Question 1: What is weight initialization for a neural network model?

Weight initialization is setting the weights of a neural network to a set of values as the starting point for the model training process. It affects the neural network model performance.
We can specify the initial weights as all zeros, all ones, a constant number, or a distribution.

In the python code below, we use the TensorFlow initializer to set the initial weight in a normal distribution with 0 mean and unit standard deviation.

# Import tensorflow
import tensorflow as tf

# Set random normal initializer
initializer = tf.keras.initializers.RandomNormal(mean=0., stddev=1.)

# Apply the initializer to the layer
layer = tf.keras.layers.Dense(3, kernel_initializer=initializer)

Question 2: What is backpropagation?

Backpropagation is a key step in training a neural network model.
The goal of backpropagation is to update the weights for the neurons in order to minimize the loss function.
Backpropagation takes the error from the previous forward propagation and feeds this error backward through the layers to update the weights. This process is iterated until the neural network model is converged.

Question 3: What is the loss function of a neural network model?

A loss function is a function that measures the quality of a machine learning model by comparing the actual and the predicted target values. It is for a supervised model only because its calculation requires the ground truth value of the target.

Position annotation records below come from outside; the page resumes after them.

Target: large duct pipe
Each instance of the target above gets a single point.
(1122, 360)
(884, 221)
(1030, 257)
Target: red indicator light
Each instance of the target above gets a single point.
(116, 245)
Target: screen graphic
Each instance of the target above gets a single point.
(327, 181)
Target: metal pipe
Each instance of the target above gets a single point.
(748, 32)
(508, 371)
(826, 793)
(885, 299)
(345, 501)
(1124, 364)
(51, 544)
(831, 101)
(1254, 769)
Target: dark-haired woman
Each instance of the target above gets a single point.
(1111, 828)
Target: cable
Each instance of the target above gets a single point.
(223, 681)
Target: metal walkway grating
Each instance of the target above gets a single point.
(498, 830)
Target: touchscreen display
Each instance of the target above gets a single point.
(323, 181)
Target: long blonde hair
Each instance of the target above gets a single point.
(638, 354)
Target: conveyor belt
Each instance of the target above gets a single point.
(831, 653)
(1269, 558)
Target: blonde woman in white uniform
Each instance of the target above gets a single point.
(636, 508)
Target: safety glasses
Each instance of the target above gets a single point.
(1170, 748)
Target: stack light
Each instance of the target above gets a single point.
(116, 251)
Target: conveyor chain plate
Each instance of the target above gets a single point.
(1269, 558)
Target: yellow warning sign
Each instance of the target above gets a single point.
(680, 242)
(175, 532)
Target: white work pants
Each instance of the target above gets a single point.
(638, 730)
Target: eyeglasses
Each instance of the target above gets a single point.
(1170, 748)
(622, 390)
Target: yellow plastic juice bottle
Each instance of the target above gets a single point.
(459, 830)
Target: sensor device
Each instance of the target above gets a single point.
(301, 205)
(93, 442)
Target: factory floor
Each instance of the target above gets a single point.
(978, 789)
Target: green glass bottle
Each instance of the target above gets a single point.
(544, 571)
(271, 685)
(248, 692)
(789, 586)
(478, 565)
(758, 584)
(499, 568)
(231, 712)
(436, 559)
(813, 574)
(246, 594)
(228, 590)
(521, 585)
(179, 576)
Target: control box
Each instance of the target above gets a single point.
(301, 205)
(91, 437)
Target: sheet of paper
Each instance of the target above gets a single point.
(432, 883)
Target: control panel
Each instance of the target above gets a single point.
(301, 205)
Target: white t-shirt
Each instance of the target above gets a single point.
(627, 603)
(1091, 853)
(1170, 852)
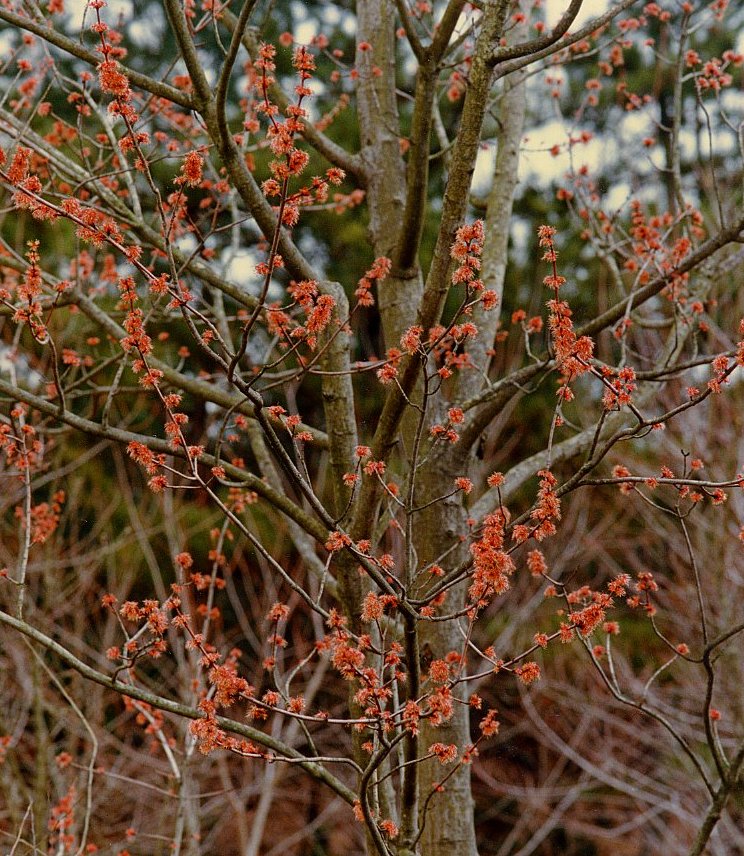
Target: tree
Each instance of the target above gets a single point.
(309, 470)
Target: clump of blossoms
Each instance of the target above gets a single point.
(572, 353)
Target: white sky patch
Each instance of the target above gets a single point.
(241, 268)
(554, 9)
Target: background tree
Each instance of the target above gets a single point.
(336, 456)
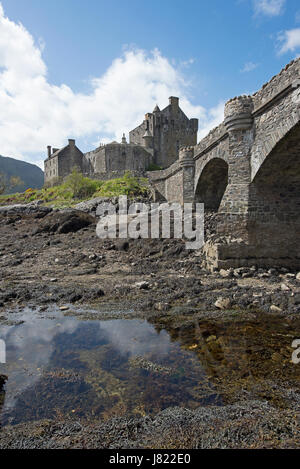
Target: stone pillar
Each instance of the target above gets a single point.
(187, 163)
(235, 202)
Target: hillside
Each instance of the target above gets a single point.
(30, 174)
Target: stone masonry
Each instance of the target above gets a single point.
(155, 142)
(248, 171)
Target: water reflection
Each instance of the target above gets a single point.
(62, 367)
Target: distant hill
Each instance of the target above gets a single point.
(30, 174)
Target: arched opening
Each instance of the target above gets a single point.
(274, 204)
(212, 184)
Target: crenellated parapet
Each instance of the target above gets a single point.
(238, 113)
(186, 156)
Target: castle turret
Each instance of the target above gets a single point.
(238, 113)
(148, 139)
(174, 102)
(187, 163)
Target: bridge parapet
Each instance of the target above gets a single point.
(238, 113)
(214, 137)
(277, 84)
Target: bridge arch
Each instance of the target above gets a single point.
(274, 198)
(211, 183)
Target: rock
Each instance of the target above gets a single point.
(275, 309)
(161, 306)
(223, 303)
(272, 272)
(142, 285)
(64, 221)
(3, 379)
(226, 273)
(211, 338)
(264, 275)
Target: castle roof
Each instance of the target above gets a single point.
(147, 134)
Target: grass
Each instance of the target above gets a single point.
(78, 188)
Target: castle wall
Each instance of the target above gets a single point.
(171, 129)
(69, 158)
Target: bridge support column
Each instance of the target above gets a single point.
(187, 163)
(235, 202)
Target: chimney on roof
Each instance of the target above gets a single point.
(173, 101)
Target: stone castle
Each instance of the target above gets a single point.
(155, 143)
(246, 170)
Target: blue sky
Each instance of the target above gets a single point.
(91, 69)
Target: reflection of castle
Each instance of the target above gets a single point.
(156, 141)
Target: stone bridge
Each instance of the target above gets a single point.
(248, 171)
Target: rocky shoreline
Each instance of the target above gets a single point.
(52, 257)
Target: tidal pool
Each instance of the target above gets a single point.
(62, 367)
(70, 367)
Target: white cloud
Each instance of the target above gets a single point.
(211, 118)
(289, 40)
(249, 66)
(35, 113)
(268, 7)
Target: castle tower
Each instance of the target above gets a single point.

When training a neural network model, we need to specify the loss function name depending on the nature of the project.

Linear Regression: For a neural network model with a continuous target variable,

👉 mean_squared_error is the default.

👉 mean_squared_logarithmic_error is the mean squared error (MSE) based on log values. It is usually used for the dependent variable with a wide range of values.

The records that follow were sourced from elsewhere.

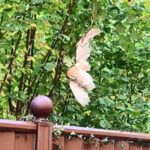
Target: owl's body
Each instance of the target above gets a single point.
(80, 80)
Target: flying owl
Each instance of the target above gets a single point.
(80, 80)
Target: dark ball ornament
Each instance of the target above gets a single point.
(41, 106)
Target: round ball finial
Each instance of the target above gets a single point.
(41, 106)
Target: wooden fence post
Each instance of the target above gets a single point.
(41, 107)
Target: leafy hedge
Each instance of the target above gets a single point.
(37, 46)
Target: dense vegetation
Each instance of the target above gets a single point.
(37, 46)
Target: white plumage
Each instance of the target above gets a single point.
(80, 81)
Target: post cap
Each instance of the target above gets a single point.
(41, 106)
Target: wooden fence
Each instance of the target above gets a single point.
(42, 135)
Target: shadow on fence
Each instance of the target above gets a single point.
(43, 135)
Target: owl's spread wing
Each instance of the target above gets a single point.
(83, 49)
(80, 94)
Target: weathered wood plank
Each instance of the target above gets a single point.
(44, 136)
(122, 145)
(7, 140)
(24, 141)
(74, 144)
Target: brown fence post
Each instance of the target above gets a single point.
(41, 107)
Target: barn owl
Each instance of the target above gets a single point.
(80, 80)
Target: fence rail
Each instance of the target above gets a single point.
(42, 135)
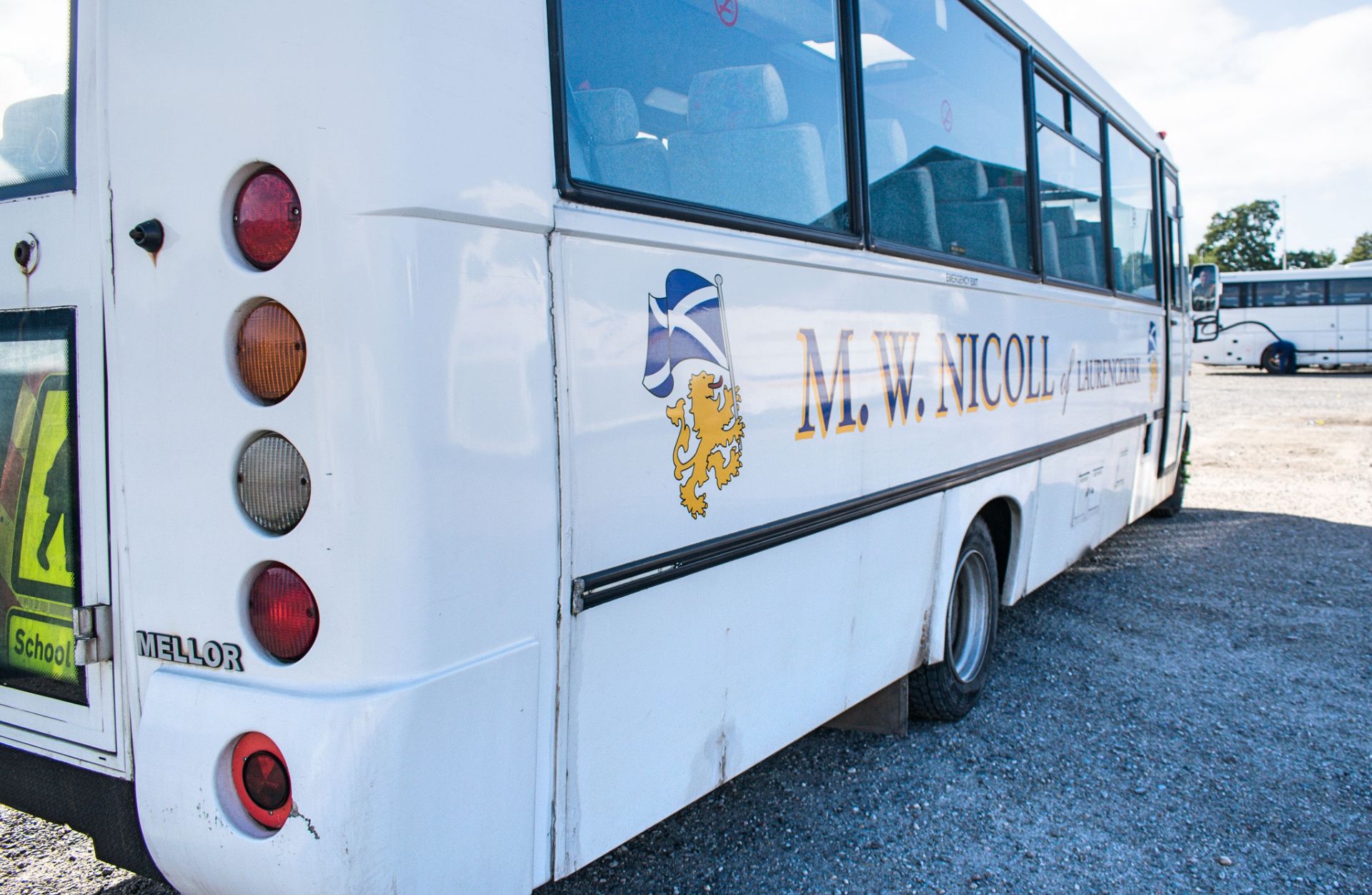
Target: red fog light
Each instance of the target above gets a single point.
(267, 219)
(283, 611)
(261, 780)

👉 mean_absolute_error is robust for data with outliers because the errors are not squared.

Binary Classification: For a neural network model with two discrete labels as the target variable,

👉 binary_crossentropy is the default. It's the same as the log loss in logistic regression.

👉 hinge is for the target variable of -1 and 1. It rewards the prediction of the same sign and penalizes the prediction if the signs are different.

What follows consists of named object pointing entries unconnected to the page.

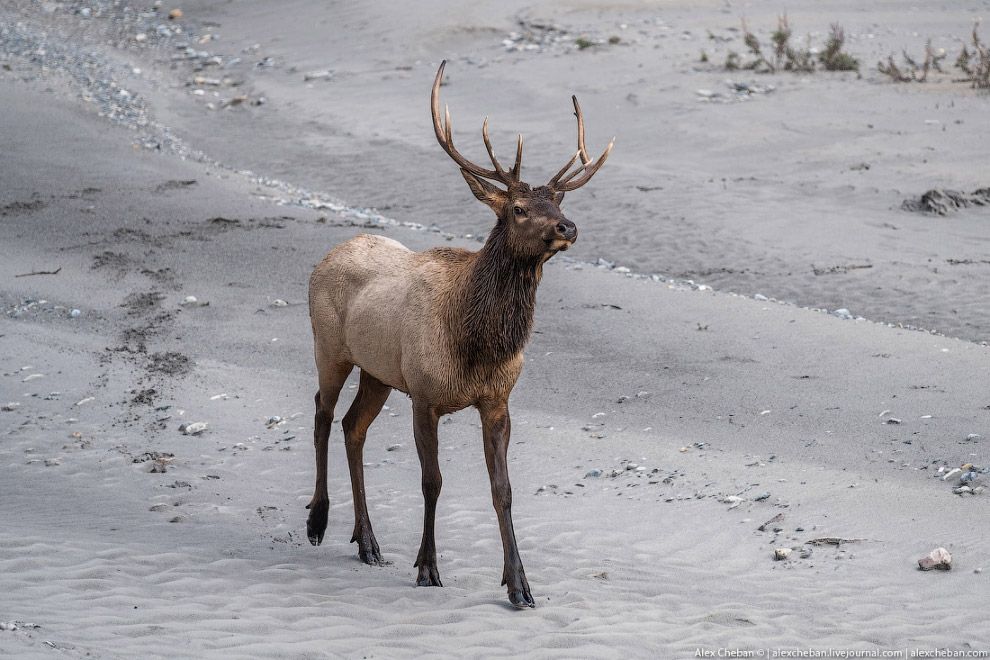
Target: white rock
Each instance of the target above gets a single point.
(193, 428)
(938, 559)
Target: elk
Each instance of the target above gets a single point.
(446, 326)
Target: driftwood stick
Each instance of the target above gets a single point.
(40, 272)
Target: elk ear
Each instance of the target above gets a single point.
(492, 196)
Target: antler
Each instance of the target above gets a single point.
(442, 129)
(587, 167)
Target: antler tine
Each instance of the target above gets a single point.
(581, 149)
(518, 166)
(587, 169)
(556, 179)
(491, 152)
(445, 138)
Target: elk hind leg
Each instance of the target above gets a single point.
(326, 399)
(371, 396)
(425, 430)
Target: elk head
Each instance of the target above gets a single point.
(531, 217)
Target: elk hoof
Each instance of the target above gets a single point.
(521, 599)
(316, 524)
(371, 556)
(428, 577)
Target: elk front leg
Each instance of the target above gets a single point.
(495, 428)
(425, 430)
(371, 396)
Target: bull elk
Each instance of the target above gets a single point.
(447, 326)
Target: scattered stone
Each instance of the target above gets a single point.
(325, 74)
(950, 473)
(733, 501)
(944, 202)
(193, 428)
(938, 559)
(776, 519)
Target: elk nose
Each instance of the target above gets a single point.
(567, 229)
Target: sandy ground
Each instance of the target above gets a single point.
(122, 538)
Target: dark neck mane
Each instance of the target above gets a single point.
(496, 305)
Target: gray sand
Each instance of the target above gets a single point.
(124, 538)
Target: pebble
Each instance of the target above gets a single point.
(938, 559)
(193, 428)
(952, 472)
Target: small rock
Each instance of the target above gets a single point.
(950, 473)
(194, 428)
(938, 559)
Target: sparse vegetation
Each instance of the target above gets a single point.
(913, 71)
(787, 57)
(833, 58)
(975, 65)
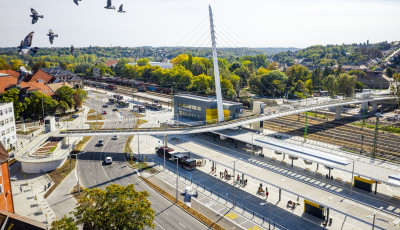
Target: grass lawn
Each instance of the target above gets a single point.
(95, 117)
(58, 175)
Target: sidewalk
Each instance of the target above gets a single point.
(60, 200)
(359, 216)
(30, 201)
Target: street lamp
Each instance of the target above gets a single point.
(373, 221)
(175, 158)
(269, 213)
(233, 179)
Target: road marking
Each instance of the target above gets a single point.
(231, 215)
(159, 225)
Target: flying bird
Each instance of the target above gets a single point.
(109, 5)
(25, 45)
(35, 16)
(23, 73)
(76, 2)
(51, 36)
(120, 9)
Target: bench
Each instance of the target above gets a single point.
(394, 197)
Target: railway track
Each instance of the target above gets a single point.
(340, 133)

👉 squared_hinge is for the target variable of -1 and 1. As the name suggests, it is the squared value of the hinge loss function.

Multi-Class Classification: For a neural network model with more than two discrete labels as the target variable,

👉 categorical_crossentropy is the same as binary_crossentropy but it is for multiple categories.

👉 sparse_categorical_crossentropy is good for the dependent variable with a lot of categories.

👉 kullback_leibler_divergence measures how a predicted probability distribution is similar to the target distribution.

Question 4: What are batch size and epoch in a neural network model?

Batch Size is the number of training samples in each forward propagation and backpropagation before the model weights are updated.
Epoch is the number of complete passes through the whole training dataset.

For example, if a neural network model has a batch size of 10 and the training sample size of 200, the model weights will be updated 20 times for each epoch.

Question 5: What are the commonly used activation functions for a neural network model?

An activation function is a mathematical transformation that enables nonlinearity in a neural network model. Activation function enables a neural network model to capture complex nonlinear patterns of the training dataset.

The most commonly used activation functions are listed below:

Linear activation function is usually used in the output layer of a neural network model with the continuous target variable.
Sigmoid activation function is usually used in the output layer of a neural network model with a binary classification target variable.
Softmax activation function is usually used in the output layer of a neural network model with a multi-class classification target variable.
Tanh activation function is usually used in the hidden layer of a neural network model. It’s a transformation of the sigmoid function (𝑡𝑎𝑛ℎ(𝑥)=2∗𝑠𝑖𝑔𝑚𝑜𝑖𝑑(2𝑥)−1), ranging from -1 to 1.
RELU is the rectified linear unit activation function. It is usually used in the hidden layer of a neural network model. The formula for RELU is 𝑚𝑎𝑥(0,𝑥), which sets negative values to 0.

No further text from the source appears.